The feature joins Google's existing arsenal of scam-fighting tools, including real-time scam detection that listens for common fraud patterns during calls. That earlier feature, announced at I/O 2024, used on-device machine learning to identify phrases and tactics typical of phone scams. The new fake call detection goes further by specifically addressing the AI impersonation threat.
What makes this particularly important is how these scams prey on trust. Unlike robocalls selling extended warranties, AI voice cloning attacks exploit emotional connections. Scammers impersonate grandchildren calling their grandparents, or bosses requesting urgent wire transfers from employees. The FBI has documented cases where fraudsters cloned voices using just a few seconds of audio scraped from social media posts.
Google says the feature will start rolling out this week to Android users through an update to the Phone app.
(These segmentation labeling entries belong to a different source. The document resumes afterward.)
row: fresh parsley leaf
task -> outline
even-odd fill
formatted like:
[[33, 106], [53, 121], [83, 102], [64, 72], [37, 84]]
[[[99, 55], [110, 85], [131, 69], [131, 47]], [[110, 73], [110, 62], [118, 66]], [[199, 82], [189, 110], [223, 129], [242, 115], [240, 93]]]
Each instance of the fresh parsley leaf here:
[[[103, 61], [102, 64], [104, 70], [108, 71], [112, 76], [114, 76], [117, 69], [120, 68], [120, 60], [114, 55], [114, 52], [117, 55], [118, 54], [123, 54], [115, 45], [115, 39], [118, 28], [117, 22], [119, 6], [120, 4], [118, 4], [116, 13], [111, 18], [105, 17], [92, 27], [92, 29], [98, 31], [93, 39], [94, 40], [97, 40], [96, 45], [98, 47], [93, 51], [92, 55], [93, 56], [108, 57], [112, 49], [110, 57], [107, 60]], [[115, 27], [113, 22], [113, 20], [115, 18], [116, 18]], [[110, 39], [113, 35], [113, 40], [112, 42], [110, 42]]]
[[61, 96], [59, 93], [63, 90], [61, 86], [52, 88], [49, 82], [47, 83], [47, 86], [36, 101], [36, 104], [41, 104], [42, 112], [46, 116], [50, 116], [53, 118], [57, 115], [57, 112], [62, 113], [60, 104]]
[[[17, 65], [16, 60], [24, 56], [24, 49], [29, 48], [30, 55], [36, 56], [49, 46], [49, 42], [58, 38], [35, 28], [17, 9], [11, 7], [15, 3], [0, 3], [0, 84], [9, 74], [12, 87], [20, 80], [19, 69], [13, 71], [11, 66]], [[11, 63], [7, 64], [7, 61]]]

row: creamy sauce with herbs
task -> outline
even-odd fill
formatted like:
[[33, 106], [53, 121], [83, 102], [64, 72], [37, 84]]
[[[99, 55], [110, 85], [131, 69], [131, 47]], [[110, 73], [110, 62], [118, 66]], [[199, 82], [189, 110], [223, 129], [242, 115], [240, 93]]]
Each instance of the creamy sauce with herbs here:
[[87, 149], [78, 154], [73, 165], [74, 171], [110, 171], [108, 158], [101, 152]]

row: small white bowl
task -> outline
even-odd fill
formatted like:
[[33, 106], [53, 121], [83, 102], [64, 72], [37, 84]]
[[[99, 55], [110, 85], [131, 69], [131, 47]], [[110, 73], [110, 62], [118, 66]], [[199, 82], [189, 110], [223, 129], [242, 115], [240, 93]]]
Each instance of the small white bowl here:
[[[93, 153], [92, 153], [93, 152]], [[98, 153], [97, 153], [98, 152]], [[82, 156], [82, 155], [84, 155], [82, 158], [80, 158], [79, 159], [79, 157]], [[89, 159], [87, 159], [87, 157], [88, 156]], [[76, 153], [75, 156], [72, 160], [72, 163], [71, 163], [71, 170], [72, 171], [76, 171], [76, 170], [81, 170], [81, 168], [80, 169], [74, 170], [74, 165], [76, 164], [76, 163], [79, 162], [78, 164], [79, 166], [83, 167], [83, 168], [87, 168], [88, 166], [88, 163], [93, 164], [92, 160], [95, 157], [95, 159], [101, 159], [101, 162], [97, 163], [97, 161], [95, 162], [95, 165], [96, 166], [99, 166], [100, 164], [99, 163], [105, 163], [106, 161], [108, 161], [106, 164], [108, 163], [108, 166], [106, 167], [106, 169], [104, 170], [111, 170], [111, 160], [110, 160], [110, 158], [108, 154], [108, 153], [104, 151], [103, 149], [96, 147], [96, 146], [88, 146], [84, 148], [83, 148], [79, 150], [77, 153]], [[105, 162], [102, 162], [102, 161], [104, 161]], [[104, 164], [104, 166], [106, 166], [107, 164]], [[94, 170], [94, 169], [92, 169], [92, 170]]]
The company didn't specify which Android versions or devices will get access first, but given the on-device processing requirements, it'll likely need relatively recent hardware with sufficient AI capabilities.
The broader industry is scrambling to respond to AI-powered fraud. Voice cloning services that once cost thousands of dollars now run for less than $10 per month. Some tools can generate convincing voice replicas from just a three-second audio sample, according to CNN reporting on AI voice scam trends. That accessibility has democratized sophisticated fraud in dangerous ways.
Google's approach prioritizes privacy by processing everything locally rather than sending call audio to cloud servers. That's a critical design choice given the sensitive nature of phone conversations, but it also means the feature's effectiveness depends on the quality of on-device AI models.
The company hasn't shared specific metrics on detection accuracy or false positive rates. Those numbers matter - if the system flags too many legitimate calls as suspicious, users might start ignoring the warnings. If it misses sophisticated scams, people remain vulnerable.
For now, security experts recommend a multi-layered defense. Use Google's new detection tools, but also establish verbal passwords with family members for emergency situations. If someone calls asking for money, hang up and call them back at a known number. And think twice before posting videos of yourself speaking on public social media profiles where scammers can harvest voice samples.
Google's fake call detection represents a necessary evolution in consumer protection as AI makes scams harder to spot. But it's also a reminder of a darker trend - the same AI technology driving innovation is being weaponized for fraud at scale. The $893 million Americans lost last year is likely just the beginning unless detection tools can keep pace with increasingly sophisticated attack methods. For users, the message is clear: treat unexpected calls with skepticism, even when they sound like someone you know.